ROANOKE TIMES Copyright (c) 1996, Roanoke Times DATE: Saturday, March 30, 1996 TAG: 9604010025 SECTION: VIRGINIA PAGE: C-4 EDITION: METRO DATELINE: NEWPORT NEWS SOURCE: Associated Press
Rite Aid Pharmacy and one of its former pharmacists agreed to pay $1.7 million to the family of an 8-year-old girl who died after being given the wrong prescription.
Megan McClave died in her sleep July 18, 1994, after ingesting two teaspoons of Roxanol. Pharmacist Kent Schafer of Newport News had supplied the Roxanol because he believed it to be a generic substitute for Demerol.
In June 1995, Megan's father, Mike McClave, sued Schafer and the pharmacist's employer, Rite Aid of Virginia Inc., for $6.35 million.
According to a settlement reached March 13, neither Rite Aid nor Schafer admitted liability or negligence.
The settlement states that all parties involved wanted ``to avoid the risks of an uncertain outcome and further emotional suffering'' that would occur if the case were brought to trial.
Neither McClave, nor Jeffrey R. DeCaro, the lawyer for Rite Aid and Schafer, returned telephone calls. Schafer could not be reached for comment, and Robert B. Halkowich, McClave's lawyer, declined comment.
The terms of the settlement prohibit everyone involved from commenting to the news media.
Court records show that Rite Aid and Schafer will pay Megan's parents, McClave of Hampton and Johnda L. Thompson of Baltimore, each $451,723.26. They also will pay Megan's sister, Bethany McClave, $50,861.62, which was placed in a trust in Newport News Circuit Court.
Part of the $1.7 million settlement will be given to Metropolitan Life Insurance Co. for an annuity that will provide annual payments of $20,000 to Bethany, 14. The payments will begin Sept. 11, 2000, and run through Sept. 11, 2005. A final sum of $106,613 will be payable Sept. 11, 2006.
Halkowich's firm, Spencer and Halkowich of Newport News, received $570,691.86, or a third of the settlement.
In July 1994, Schafer filled a prescription for Megan, who had just had a tonsillectomy. The prescription called for Demerol, a brand of painkiller drug called meperidine. Instead, Schafer filled the prescription with Roxanol, a brand of morphine.
Schafer, a pharmacist with more than 20 years' experience, dispensed the drug and told Megan's father that Roxanol was a generic form of Demerol.

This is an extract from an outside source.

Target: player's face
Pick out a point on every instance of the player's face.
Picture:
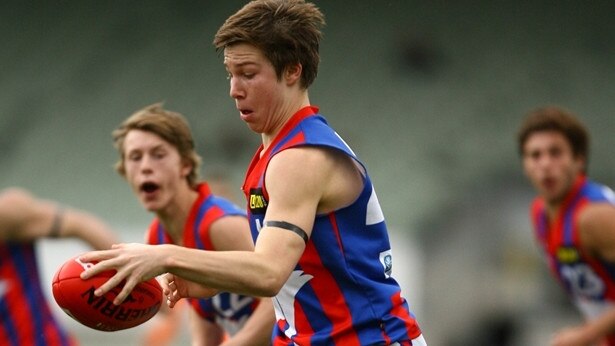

Schafer told the Virginia Board of Pharmacy that he mistakenly thought the medications were interchangeable.
On July 17, as directed by the typed label on the prescription, McClave gave Megan two teaspoons of the painkiller. Megan died in her sleep early the next morning. The medical examiner's office in Norfolk ruled Megan died of ``morphine toxicity due to ingestion of Roxanol.''
The two-teaspoon dose contained about 200 milligrams of morphine - six to 20 times more than the typical adult dosage of morphine. The medical examiner said the drug slowly shut down Megan's respiratory system, and set off a chain of events that caused a blood clot to develop near her lungs.